The Art of Ophelia
Sir John Everett Millais, Ophelia 1851-52
I am grateful Taylor Swift brought the story of Shakespeare’s Ophelia back into pop culture. Taylor based her imagery in her song The Fate of Ophelia on the iconic 1851 painting Ophelia by Pre-Raphaelite artist Sir John Everett Millais. Millais was a child prodigy who, at age eleven, became the youngest student to enter the Royal Academy Schools. He was an English painter and illustrator and one of the founders of the Pre-Raphaelite Brotherhood.

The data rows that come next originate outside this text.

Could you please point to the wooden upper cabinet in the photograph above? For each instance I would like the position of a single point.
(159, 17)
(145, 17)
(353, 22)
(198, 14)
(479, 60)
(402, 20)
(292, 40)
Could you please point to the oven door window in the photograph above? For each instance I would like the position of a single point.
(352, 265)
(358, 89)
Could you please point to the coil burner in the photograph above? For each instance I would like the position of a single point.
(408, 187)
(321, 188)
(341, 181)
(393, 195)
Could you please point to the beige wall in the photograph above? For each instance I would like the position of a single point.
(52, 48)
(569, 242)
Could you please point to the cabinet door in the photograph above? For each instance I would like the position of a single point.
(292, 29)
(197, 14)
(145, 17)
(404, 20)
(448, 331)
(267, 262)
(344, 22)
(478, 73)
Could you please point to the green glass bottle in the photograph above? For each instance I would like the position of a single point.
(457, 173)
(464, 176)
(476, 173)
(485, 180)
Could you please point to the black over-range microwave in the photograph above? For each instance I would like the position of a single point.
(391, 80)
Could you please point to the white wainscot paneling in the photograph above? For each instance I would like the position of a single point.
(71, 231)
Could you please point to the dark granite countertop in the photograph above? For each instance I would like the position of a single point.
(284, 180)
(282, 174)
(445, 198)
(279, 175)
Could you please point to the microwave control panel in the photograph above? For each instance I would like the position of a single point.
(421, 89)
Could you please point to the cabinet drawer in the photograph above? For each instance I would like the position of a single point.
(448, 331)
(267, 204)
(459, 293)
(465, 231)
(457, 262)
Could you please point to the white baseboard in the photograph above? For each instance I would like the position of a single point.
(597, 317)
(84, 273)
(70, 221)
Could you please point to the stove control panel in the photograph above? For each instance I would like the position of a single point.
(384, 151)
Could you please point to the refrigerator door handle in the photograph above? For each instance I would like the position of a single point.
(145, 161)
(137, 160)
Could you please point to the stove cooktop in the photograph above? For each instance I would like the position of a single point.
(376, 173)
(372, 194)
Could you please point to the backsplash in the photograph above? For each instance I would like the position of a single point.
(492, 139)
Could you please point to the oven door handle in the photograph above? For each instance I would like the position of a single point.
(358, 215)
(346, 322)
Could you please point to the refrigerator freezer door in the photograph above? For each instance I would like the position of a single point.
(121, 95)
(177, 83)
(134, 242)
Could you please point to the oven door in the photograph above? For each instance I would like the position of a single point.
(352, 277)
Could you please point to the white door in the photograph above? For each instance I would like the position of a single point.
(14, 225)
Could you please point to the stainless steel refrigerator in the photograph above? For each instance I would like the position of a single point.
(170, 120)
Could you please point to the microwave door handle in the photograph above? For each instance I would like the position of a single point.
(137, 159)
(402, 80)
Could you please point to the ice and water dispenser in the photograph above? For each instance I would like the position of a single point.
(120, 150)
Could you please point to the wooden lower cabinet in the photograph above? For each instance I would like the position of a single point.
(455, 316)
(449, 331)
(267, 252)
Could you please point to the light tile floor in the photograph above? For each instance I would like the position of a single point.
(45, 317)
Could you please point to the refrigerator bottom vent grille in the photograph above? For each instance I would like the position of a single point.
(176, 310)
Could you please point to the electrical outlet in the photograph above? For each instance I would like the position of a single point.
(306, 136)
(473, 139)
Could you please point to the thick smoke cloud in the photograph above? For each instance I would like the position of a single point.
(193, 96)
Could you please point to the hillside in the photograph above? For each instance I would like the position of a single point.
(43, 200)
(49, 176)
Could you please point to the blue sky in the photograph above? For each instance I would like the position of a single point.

Elizabeth Siddal, a fellow artist and model, posed for the figure in a bathtub filled with water heated by lamps, which famously went out, causing her to catch a severe cold. She portrayed the tragic character Ophelia shown floating in a river moments before her death, with a calm expression, illustrating a scene described by Queen Gertrude in Hamlet, Act IV, Scene VII. The landscape was painted on-site along the Hogs Mill River in Surrey, with flowers meticulously rendered to carry their symbolic meaning. Willow symbolizing forsaken love, Nettles symbolizing pain, Daisies representing innocence, and Pansies representing vain love. This depiction of the tragic drowning of Shakespeare’s character from Hamlet embodies intense, naturalistic detail and symbolism to represent innocence, death, and forsaken love, highlighting the vulnerability of a woman driven to madness by patriarchal forces. I love that Taylor brings this imagery back from the play. While the painting is highly admired today, it received mixed reviews upon its 1852 exhibition, with some critics questioning the choice of focusing on a "weedy ditch".

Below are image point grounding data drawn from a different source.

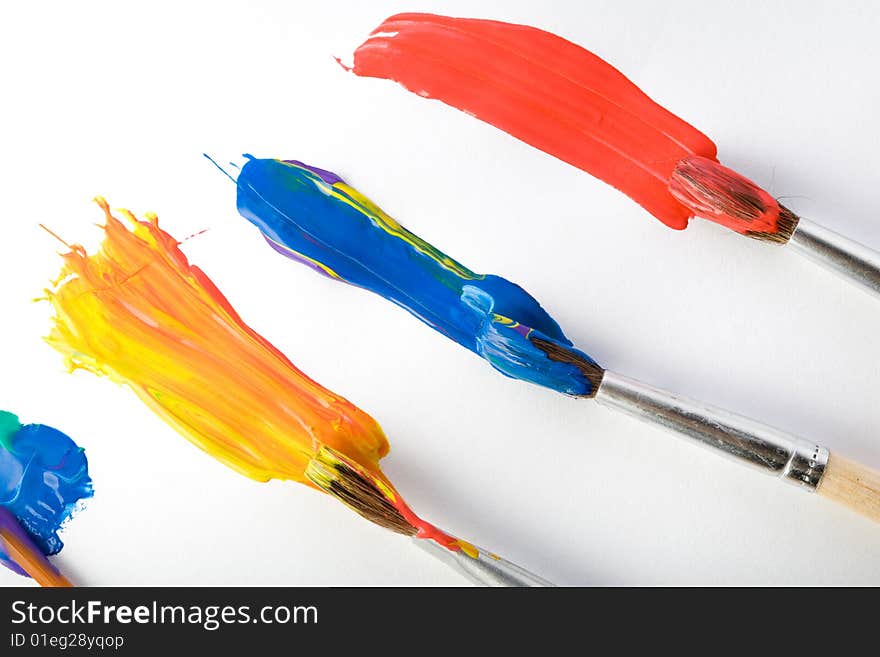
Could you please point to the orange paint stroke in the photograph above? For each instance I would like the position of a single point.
(139, 313)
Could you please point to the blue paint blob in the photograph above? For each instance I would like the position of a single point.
(43, 477)
(311, 215)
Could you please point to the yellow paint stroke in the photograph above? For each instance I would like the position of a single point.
(139, 313)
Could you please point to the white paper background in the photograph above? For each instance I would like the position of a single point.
(121, 99)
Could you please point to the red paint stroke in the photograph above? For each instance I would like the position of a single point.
(546, 91)
(712, 191)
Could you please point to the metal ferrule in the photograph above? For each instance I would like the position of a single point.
(485, 569)
(851, 260)
(775, 452)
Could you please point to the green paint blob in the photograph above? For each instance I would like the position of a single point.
(9, 426)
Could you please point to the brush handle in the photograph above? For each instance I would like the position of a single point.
(843, 256)
(792, 459)
(484, 568)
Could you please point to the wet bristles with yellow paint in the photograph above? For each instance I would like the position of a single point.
(139, 313)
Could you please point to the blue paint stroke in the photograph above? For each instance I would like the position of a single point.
(44, 476)
(313, 216)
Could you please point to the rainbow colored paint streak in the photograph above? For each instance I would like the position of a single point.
(44, 476)
(313, 216)
(138, 312)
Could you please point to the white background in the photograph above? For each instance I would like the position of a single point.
(121, 99)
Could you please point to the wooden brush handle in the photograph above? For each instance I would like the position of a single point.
(853, 485)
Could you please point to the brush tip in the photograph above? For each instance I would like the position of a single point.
(358, 489)
(712, 191)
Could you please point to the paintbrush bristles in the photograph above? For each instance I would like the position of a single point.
(714, 192)
(350, 484)
(559, 354)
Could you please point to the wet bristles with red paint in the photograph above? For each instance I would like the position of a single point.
(712, 191)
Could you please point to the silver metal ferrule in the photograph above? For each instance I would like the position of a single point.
(775, 452)
(485, 569)
(851, 260)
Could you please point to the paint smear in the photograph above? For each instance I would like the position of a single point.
(562, 99)
(44, 478)
(313, 216)
(544, 90)
(139, 313)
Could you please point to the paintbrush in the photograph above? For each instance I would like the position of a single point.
(714, 192)
(313, 216)
(567, 101)
(15, 542)
(140, 313)
(358, 489)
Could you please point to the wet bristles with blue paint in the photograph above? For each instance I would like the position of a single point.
(44, 476)
(313, 216)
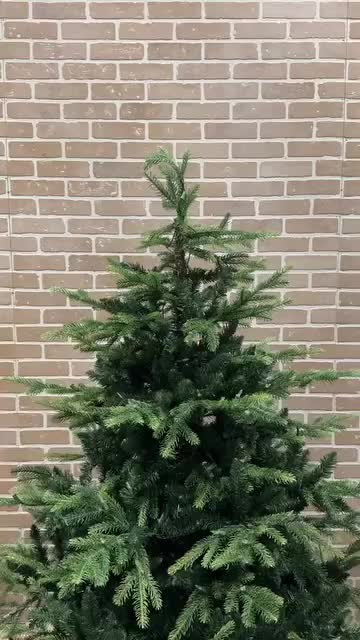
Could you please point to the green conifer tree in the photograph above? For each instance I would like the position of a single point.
(197, 514)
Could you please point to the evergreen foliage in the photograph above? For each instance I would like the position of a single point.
(197, 514)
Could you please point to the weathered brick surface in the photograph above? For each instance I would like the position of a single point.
(264, 93)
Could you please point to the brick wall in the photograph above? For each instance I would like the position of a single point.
(265, 94)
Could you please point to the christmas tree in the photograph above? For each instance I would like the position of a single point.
(197, 513)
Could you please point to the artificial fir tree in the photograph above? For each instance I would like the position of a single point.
(197, 513)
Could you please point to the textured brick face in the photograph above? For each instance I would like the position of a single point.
(265, 95)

“Save my heart from the fate of Ophelia” line in Taylor’s song says it all. In Shakespeare’s Hamlet, Ophelia drowns after going mad from grief following her father’s murder by her lover, Hamlet. Her death is often interpreted as suicide, though it is described as an accident involving a broken branch over a stream. Taylor’s lyrics use this tragic figure to represent being saved from emotional ruin, which is something we all want.